Even though I am not an atheist (rather polytheist with apathetic tendencies. Yes its complicated.), I would like to say that I liked the article as it wasnt biased and showed a rather large quantity of rationality. I have to say, both atheism and theism can be bad but it isn’t the perspectives themselves that are harmful, its rather the mindset of the individual. There are selfish and rotten people out there who would rather kill than to coexist with someone who thinks differently.

To the question is there are god, I wouldn’t claim that deities exist or do not exist. The answer is unknown and probably will remain unknown and we could care less. It also largely depends on how someone would define a deity, such as my definition (no theist or atheist has been able to understand my definition).

I would like to say thank you and you should keep it up to not being biased but rather speculative on these matters.
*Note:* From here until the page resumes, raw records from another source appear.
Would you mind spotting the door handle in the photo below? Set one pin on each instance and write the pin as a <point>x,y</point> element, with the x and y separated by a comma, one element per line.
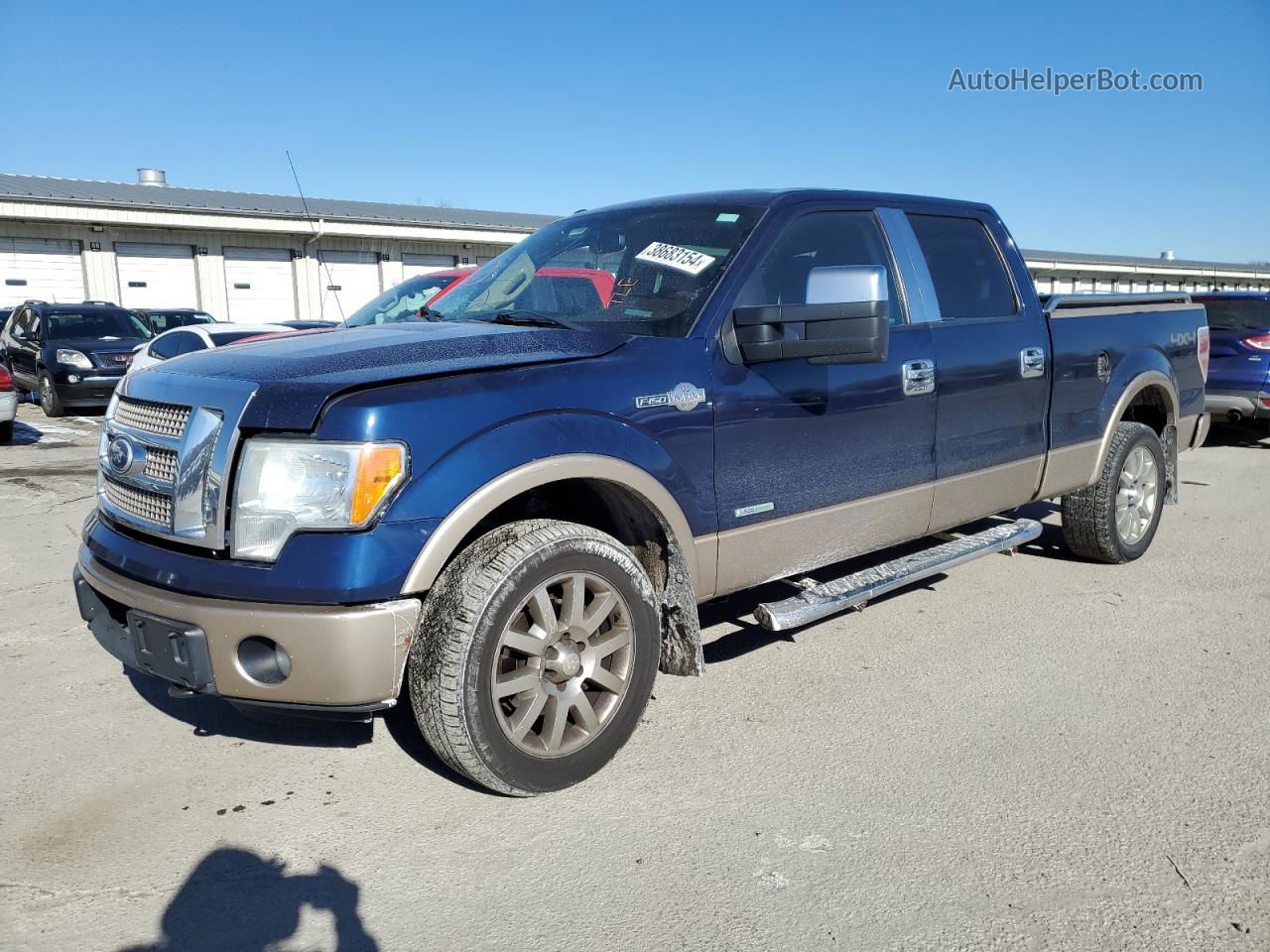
<point>1032,362</point>
<point>919,377</point>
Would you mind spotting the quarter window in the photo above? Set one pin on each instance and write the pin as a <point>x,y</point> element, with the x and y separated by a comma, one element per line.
<point>969,277</point>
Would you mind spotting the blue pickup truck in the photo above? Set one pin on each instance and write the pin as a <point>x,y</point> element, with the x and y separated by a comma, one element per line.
<point>508,513</point>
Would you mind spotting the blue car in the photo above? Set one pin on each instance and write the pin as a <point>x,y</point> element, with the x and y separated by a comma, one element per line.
<point>1238,381</point>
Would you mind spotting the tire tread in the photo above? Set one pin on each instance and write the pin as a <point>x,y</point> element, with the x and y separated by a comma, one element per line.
<point>1088,515</point>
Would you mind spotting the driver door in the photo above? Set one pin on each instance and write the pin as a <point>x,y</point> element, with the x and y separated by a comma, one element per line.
<point>816,462</point>
<point>23,347</point>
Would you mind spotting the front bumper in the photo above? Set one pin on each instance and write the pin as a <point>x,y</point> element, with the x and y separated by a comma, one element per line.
<point>339,656</point>
<point>91,388</point>
<point>1237,404</point>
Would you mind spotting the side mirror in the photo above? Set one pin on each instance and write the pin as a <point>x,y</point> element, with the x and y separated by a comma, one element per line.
<point>843,321</point>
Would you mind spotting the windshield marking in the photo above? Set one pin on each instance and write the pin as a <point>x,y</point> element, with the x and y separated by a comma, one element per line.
<point>683,259</point>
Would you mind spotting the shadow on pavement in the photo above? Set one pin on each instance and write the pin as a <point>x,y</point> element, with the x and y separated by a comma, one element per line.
<point>403,728</point>
<point>238,900</point>
<point>212,716</point>
<point>24,434</point>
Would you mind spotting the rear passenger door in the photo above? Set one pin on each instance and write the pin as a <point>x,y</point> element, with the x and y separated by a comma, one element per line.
<point>992,368</point>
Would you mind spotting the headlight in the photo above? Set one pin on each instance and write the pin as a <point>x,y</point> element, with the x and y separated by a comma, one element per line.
<point>73,358</point>
<point>289,485</point>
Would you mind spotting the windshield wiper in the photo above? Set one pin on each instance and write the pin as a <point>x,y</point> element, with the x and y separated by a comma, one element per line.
<point>530,318</point>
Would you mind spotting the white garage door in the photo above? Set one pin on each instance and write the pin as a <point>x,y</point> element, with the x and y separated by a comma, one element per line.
<point>44,270</point>
<point>348,280</point>
<point>259,285</point>
<point>414,266</point>
<point>157,276</point>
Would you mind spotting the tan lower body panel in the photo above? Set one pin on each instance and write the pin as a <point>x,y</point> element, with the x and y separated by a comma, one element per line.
<point>778,547</point>
<point>338,655</point>
<point>1071,468</point>
<point>971,495</point>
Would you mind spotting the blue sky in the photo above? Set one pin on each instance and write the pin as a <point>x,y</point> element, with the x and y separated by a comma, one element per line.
<point>549,107</point>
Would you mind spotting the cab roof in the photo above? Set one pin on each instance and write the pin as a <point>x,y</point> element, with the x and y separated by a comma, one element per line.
<point>772,198</point>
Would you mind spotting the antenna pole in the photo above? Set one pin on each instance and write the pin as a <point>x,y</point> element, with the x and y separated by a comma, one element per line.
<point>313,226</point>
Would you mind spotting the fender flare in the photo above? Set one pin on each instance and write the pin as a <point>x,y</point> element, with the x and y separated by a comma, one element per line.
<point>1146,379</point>
<point>466,516</point>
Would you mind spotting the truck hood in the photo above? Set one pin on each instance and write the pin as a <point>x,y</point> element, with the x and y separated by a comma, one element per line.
<point>296,376</point>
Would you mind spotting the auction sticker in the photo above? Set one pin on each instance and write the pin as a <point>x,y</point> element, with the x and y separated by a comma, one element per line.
<point>683,259</point>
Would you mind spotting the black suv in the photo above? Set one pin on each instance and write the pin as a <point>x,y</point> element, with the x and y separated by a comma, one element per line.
<point>71,354</point>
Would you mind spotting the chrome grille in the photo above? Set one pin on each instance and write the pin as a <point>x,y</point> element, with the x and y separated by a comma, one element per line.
<point>159,419</point>
<point>139,503</point>
<point>162,465</point>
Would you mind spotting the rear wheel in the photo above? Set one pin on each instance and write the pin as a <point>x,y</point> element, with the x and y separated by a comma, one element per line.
<point>49,399</point>
<point>536,656</point>
<point>1115,520</point>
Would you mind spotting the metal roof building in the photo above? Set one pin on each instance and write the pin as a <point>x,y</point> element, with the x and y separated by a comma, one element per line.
<point>257,258</point>
<point>239,255</point>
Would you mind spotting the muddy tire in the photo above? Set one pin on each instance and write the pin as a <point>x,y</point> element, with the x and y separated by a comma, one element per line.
<point>1115,520</point>
<point>536,656</point>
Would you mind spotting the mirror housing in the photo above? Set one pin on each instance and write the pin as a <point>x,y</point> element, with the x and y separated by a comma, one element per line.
<point>843,321</point>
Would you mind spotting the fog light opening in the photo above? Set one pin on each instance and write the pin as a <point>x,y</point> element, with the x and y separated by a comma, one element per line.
<point>263,660</point>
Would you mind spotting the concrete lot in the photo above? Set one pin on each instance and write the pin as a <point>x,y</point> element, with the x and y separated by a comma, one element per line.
<point>1032,753</point>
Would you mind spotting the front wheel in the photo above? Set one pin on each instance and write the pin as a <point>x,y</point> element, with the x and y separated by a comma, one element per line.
<point>49,399</point>
<point>1115,520</point>
<point>536,656</point>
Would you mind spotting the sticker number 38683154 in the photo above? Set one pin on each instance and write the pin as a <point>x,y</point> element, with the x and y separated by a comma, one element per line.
<point>683,259</point>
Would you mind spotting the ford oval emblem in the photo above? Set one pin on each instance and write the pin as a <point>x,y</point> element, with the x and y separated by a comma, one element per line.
<point>119,454</point>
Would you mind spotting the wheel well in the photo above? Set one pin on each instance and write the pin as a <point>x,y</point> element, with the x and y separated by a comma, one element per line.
<point>1152,408</point>
<point>599,504</point>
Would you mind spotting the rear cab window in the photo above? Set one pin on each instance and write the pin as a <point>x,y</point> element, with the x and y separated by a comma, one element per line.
<point>965,267</point>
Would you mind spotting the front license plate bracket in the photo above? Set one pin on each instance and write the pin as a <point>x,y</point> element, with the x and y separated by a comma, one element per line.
<point>171,651</point>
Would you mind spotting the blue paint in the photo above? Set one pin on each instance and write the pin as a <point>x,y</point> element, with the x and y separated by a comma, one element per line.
<point>474,400</point>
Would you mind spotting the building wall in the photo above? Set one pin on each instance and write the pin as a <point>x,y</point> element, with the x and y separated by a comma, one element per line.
<point>99,230</point>
<point>100,266</point>
<point>1091,277</point>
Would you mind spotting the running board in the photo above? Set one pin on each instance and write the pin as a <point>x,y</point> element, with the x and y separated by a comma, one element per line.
<point>820,601</point>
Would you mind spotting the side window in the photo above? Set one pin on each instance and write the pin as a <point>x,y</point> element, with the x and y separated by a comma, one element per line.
<point>176,345</point>
<point>969,277</point>
<point>17,322</point>
<point>789,275</point>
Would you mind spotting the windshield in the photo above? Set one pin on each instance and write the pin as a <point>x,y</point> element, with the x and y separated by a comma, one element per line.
<point>1234,313</point>
<point>635,271</point>
<point>402,302</point>
<point>167,320</point>
<point>99,324</point>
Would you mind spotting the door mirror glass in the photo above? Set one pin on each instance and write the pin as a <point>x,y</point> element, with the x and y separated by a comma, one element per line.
<point>844,320</point>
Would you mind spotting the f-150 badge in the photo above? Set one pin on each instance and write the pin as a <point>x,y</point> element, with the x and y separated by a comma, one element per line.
<point>685,397</point>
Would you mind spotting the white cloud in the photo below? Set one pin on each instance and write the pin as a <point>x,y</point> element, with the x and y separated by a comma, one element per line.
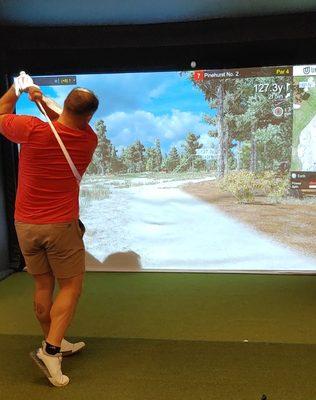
<point>124,128</point>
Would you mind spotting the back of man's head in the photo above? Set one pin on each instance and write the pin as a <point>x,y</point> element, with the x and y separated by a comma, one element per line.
<point>81,102</point>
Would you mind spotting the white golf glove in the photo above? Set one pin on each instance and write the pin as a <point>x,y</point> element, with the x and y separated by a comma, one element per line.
<point>22,83</point>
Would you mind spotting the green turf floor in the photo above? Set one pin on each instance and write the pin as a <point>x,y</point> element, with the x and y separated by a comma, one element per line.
<point>170,336</point>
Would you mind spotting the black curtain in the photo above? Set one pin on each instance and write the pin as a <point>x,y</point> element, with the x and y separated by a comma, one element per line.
<point>11,259</point>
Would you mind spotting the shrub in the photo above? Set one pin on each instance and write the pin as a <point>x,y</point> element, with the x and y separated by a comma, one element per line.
<point>245,185</point>
<point>242,184</point>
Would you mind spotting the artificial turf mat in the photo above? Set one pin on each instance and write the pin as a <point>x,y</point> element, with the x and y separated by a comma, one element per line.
<point>137,369</point>
<point>170,336</point>
<point>230,308</point>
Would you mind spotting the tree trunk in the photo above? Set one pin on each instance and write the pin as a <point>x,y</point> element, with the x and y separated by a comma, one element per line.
<point>238,156</point>
<point>253,156</point>
<point>221,133</point>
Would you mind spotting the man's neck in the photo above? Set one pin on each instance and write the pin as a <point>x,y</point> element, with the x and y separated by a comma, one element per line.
<point>74,123</point>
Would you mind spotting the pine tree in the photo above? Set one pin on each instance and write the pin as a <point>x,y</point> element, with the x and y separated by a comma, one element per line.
<point>172,160</point>
<point>158,155</point>
<point>190,147</point>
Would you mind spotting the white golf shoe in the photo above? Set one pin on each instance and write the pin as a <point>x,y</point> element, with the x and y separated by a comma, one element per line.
<point>68,349</point>
<point>51,366</point>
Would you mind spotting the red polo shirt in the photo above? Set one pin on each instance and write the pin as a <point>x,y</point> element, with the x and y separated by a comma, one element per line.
<point>47,190</point>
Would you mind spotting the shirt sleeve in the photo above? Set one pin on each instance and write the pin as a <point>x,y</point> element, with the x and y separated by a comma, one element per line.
<point>17,128</point>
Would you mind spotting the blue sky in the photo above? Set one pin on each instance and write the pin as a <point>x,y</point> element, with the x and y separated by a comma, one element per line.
<point>141,106</point>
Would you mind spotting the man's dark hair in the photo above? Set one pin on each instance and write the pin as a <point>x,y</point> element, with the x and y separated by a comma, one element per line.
<point>81,101</point>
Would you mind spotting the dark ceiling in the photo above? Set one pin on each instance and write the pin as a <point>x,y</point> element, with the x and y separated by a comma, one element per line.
<point>121,12</point>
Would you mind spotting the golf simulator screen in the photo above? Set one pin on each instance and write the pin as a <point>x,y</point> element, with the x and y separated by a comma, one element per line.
<point>200,171</point>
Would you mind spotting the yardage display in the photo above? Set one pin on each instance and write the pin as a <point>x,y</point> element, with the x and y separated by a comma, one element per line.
<point>55,80</point>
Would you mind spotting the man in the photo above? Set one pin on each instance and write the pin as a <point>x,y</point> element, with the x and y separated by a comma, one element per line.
<point>47,211</point>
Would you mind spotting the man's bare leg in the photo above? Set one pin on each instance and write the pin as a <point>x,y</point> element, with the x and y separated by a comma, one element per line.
<point>63,308</point>
<point>43,299</point>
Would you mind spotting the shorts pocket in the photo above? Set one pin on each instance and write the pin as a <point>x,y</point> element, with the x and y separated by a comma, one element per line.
<point>81,228</point>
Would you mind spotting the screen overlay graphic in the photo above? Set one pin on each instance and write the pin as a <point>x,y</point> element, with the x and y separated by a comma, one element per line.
<point>211,170</point>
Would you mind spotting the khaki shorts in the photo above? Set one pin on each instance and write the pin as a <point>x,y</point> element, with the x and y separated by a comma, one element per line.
<point>56,248</point>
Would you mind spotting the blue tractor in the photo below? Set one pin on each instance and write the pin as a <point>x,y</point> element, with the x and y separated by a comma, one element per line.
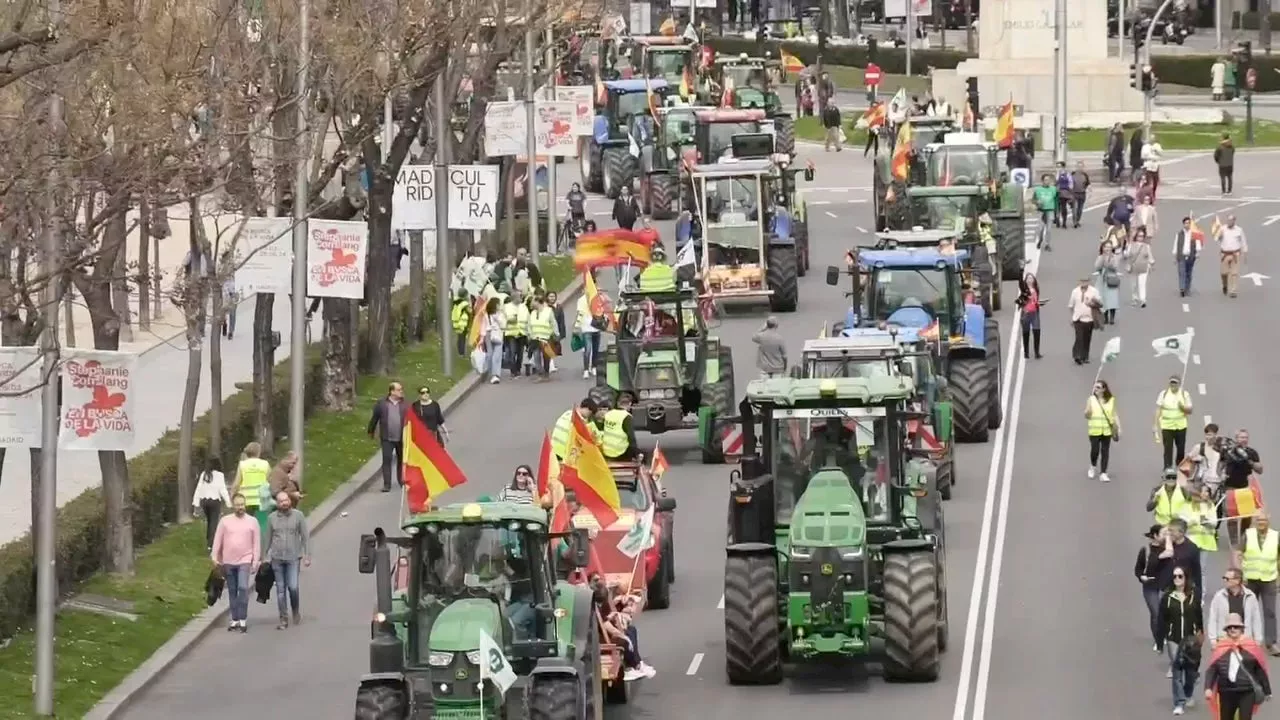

There arent many people who do so.

Chris

To add, with not biased, I meant less biased as normal. Brian is actually not biased.

John

Being an Atheist is almost as bad as saying you’re a Christian, Muslim etc. Your still buying into certainty with something you cannot absolutely know to be true.

Agnostic can be the only way. Who knows if there is/isn’t a god of sorts. ( Forgive my grammatical failings, i’m not stupid but uneducated).